Boosting spectral response of multi-crystalline Si solar cells with Mn2+ doped CsPbCl3 quantum dots downconverter

Abstract

Conventional multi-crystalline Si solar cells present limited spectral response in the near ultraviolet region due to the parasitic absorption caused by passivation layer and heavily doped emitter layer. Converting ultraviolet light into visible light is a promising way to improve the performance of the devices. Herein, CsPbCl3: Mn2+ quantum dots are applied onto the front of the multi-crystalline Si solar cells as the luminescent downconverter to improve light harvesting in the short wavelength region. CsPbCl3: Mn2+ quantum dots with large Stokes shift (>1000 meV) and high quantum yield (62%) effectively convert the normally low responding spectral in the ultraviolet region into usable visible light at ∼600 nm for improving photoelectric conversion efficiency of the devices.
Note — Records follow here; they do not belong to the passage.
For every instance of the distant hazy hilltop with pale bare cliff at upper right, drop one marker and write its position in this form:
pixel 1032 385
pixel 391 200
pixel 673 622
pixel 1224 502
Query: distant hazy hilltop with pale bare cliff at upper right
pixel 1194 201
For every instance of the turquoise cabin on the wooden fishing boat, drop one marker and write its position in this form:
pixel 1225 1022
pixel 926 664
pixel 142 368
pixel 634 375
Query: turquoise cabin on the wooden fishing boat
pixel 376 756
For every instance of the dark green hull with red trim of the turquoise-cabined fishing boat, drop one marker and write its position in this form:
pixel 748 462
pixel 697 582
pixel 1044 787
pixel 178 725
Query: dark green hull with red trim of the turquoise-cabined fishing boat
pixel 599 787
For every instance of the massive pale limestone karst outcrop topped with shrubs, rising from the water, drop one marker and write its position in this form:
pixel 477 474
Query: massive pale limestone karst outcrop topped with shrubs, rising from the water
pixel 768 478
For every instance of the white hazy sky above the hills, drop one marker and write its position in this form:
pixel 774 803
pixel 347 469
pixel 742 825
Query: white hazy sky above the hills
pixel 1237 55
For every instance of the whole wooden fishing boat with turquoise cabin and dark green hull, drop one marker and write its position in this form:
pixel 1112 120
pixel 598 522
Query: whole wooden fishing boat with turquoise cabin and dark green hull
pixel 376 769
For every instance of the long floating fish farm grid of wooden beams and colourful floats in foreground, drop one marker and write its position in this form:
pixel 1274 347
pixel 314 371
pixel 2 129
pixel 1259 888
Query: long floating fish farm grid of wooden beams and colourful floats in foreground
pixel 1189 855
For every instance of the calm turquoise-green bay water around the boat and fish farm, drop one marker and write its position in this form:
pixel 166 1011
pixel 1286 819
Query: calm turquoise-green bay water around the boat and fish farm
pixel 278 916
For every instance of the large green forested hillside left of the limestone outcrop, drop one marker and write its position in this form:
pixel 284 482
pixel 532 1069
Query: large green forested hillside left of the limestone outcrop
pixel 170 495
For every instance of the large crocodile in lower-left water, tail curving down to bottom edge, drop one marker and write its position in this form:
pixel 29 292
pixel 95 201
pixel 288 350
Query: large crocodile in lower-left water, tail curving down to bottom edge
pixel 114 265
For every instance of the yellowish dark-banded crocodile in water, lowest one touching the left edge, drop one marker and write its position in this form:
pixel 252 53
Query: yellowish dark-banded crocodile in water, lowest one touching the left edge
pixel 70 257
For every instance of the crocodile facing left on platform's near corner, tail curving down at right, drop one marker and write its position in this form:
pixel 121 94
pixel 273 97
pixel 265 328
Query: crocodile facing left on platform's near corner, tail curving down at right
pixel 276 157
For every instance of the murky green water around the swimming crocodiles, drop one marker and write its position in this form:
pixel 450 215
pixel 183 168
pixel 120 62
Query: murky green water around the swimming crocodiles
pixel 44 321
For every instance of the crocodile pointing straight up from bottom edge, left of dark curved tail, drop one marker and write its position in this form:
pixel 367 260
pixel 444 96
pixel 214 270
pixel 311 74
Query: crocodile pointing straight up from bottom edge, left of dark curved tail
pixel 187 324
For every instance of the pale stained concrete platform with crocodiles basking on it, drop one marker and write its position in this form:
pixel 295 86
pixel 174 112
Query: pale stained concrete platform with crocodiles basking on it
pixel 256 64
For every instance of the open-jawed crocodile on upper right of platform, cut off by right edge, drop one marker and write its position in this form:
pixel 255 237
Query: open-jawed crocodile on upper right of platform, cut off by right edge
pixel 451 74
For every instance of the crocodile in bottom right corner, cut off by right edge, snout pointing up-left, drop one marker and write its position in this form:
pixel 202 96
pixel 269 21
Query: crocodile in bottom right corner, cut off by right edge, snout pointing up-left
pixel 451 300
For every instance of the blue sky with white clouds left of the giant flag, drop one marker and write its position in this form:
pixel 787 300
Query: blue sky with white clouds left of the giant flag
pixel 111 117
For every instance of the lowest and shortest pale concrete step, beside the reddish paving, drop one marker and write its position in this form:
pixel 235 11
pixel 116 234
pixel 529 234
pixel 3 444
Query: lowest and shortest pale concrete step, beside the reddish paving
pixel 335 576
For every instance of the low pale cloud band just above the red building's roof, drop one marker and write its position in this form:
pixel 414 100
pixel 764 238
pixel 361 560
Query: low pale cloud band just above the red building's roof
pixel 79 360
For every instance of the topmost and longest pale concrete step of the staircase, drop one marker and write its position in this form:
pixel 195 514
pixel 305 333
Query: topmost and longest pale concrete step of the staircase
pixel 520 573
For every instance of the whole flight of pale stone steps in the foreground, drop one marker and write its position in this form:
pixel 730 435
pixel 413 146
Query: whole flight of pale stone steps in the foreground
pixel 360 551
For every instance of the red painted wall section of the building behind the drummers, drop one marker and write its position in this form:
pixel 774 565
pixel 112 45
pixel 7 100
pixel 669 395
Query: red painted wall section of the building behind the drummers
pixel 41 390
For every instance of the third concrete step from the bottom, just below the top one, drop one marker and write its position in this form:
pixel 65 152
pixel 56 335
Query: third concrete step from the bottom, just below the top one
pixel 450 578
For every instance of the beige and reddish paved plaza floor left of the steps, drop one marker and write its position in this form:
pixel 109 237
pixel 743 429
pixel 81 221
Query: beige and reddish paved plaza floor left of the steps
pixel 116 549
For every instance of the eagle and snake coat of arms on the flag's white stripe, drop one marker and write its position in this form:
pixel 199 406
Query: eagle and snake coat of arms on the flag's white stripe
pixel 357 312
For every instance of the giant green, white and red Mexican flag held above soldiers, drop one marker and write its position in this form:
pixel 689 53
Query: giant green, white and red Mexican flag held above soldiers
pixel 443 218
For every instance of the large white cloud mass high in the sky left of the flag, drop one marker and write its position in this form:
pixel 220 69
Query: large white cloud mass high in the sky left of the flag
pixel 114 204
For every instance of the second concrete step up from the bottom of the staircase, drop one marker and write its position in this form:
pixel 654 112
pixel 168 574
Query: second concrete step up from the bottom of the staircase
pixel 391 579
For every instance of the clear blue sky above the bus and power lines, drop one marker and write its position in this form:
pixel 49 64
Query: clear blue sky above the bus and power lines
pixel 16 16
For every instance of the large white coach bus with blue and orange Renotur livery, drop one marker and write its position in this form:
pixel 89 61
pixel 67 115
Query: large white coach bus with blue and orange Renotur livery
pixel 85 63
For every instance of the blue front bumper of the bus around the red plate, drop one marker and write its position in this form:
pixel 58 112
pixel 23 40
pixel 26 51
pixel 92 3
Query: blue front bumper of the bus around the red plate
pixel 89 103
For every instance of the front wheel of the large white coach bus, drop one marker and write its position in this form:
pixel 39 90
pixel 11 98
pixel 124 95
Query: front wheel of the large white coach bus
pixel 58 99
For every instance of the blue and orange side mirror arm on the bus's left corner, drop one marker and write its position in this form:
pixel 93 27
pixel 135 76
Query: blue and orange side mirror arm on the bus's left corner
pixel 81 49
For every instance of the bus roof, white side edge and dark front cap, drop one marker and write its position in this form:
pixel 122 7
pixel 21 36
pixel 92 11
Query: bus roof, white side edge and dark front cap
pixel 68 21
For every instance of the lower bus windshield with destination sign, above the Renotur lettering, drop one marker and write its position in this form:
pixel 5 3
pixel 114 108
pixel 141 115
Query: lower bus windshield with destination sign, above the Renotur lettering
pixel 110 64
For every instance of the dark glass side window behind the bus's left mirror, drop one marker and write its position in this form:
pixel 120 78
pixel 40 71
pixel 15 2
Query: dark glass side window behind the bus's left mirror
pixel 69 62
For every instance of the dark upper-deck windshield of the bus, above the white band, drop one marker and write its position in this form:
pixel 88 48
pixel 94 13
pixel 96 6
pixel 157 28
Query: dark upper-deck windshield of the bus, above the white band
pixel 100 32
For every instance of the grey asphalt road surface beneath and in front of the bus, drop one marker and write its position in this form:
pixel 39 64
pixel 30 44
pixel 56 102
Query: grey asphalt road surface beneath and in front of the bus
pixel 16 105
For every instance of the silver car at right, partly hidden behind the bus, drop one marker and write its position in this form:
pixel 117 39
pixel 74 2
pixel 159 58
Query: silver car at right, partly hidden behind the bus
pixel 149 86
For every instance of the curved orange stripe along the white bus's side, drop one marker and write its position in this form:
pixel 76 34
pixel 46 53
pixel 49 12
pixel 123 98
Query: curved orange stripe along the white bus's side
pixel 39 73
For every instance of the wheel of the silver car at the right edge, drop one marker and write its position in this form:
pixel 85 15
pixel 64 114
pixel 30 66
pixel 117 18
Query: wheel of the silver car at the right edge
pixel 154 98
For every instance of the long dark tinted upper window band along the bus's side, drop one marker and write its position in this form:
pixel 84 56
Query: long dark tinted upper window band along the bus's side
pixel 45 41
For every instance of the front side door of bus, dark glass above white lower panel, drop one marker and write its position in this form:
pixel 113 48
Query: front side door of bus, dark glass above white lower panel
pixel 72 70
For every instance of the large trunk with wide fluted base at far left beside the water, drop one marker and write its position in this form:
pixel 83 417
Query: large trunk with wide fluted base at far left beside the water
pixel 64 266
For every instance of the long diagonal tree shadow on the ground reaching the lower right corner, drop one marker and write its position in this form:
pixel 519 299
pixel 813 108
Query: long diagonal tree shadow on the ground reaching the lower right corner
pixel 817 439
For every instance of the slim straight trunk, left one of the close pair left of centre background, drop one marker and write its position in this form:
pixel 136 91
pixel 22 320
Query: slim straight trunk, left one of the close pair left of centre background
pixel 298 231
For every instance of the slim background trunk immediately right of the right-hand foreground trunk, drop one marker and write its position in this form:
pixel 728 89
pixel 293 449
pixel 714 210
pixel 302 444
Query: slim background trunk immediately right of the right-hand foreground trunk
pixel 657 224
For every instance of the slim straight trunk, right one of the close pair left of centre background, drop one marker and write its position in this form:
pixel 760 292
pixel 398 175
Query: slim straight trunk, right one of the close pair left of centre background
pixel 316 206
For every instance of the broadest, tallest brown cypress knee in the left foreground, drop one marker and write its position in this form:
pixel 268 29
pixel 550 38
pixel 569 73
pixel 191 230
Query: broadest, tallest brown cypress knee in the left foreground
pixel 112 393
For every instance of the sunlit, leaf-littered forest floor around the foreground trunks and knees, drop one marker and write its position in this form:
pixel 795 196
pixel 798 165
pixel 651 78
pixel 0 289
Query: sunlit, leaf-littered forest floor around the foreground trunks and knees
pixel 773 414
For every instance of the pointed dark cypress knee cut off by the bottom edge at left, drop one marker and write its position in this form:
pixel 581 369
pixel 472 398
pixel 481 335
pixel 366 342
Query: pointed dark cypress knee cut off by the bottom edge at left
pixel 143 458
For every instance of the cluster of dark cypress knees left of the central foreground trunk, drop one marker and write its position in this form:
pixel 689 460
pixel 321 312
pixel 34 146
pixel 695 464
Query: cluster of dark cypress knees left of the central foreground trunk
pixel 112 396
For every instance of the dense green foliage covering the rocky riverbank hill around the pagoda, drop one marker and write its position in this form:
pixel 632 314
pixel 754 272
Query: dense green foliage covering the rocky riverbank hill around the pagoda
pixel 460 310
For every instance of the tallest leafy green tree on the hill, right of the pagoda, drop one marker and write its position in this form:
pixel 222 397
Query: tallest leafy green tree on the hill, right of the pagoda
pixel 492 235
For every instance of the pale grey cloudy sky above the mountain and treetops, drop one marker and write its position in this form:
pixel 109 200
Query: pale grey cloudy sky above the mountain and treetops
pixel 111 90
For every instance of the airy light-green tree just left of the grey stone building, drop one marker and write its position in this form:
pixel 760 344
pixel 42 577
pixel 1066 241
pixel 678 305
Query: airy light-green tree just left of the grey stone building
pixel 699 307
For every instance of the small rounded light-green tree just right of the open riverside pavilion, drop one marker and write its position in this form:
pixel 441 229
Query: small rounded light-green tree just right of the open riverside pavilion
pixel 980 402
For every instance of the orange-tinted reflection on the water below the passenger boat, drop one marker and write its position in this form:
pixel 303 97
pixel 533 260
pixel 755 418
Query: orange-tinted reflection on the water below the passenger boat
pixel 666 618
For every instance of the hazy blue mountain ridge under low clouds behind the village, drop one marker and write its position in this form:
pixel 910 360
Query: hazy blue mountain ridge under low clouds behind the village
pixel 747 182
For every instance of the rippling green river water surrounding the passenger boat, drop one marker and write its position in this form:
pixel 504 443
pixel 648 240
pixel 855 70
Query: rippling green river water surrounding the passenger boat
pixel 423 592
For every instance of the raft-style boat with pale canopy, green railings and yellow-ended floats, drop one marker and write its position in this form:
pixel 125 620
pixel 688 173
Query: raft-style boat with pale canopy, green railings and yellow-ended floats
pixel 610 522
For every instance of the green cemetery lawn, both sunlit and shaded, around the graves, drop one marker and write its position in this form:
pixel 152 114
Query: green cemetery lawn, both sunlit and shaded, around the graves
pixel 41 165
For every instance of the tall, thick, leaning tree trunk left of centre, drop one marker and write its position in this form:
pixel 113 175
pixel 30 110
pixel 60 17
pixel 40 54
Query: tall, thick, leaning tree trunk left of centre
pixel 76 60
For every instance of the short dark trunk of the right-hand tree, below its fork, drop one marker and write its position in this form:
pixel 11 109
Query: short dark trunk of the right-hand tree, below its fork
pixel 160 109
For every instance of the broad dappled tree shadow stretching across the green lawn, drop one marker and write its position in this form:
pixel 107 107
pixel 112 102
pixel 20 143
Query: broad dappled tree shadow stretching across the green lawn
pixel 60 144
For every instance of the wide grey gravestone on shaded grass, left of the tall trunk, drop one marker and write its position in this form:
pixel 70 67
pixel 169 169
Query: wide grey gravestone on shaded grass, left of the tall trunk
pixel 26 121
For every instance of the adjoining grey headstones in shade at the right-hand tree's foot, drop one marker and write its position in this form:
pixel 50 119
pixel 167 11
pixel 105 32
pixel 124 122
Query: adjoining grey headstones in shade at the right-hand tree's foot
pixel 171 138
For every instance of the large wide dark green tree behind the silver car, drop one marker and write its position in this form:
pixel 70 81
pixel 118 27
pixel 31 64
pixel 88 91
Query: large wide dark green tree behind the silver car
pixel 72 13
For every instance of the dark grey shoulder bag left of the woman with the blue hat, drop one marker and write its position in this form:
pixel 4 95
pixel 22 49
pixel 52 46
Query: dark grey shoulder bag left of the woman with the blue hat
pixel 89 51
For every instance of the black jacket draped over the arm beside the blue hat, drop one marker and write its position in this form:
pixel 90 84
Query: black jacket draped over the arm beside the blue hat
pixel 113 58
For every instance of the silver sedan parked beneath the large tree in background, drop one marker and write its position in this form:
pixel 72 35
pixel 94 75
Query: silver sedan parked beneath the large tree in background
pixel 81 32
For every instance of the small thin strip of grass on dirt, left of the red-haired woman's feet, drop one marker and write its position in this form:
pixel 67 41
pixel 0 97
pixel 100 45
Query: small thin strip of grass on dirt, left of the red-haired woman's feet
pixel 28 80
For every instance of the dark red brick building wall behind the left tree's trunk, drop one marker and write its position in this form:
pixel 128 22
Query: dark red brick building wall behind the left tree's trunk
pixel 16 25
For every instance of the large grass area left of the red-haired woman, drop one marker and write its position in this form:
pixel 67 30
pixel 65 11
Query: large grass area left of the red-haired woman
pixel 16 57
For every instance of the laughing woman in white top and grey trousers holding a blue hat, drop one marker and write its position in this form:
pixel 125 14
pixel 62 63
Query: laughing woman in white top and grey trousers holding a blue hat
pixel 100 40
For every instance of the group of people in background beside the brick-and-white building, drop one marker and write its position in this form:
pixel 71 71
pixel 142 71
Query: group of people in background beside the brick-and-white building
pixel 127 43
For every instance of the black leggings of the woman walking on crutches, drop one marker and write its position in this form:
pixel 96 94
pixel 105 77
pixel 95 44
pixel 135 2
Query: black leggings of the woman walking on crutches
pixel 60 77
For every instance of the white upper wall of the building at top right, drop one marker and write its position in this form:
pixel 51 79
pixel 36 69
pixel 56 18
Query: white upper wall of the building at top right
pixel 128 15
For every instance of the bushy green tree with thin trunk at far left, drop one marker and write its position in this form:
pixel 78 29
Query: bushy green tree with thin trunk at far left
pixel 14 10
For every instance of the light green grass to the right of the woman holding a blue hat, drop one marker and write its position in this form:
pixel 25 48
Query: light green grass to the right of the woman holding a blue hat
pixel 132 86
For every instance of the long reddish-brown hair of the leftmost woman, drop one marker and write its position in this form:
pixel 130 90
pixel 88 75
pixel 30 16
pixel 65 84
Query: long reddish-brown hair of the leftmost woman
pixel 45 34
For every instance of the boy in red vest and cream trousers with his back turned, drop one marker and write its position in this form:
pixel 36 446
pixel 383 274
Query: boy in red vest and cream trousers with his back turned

Combining with the unique light-trapping architecture of multi-crystalline Si solar cells, external quantum efficiency in the ultraviolet region is evidently improved, leading to an increased conversion efficiency of 6.2%. Meanwhile, solar cells coated with CsPbCl3: Mn2+ quantum dots luminescent downconverter layer also exhibit favorable photostability under AM 1.5G illumination and reproducibility. Based on these characteristics, we deem this light-management strategy could be applied on mass product multi-crystalline Si solar cells, and easily extended to enhance the performance of other solar cells.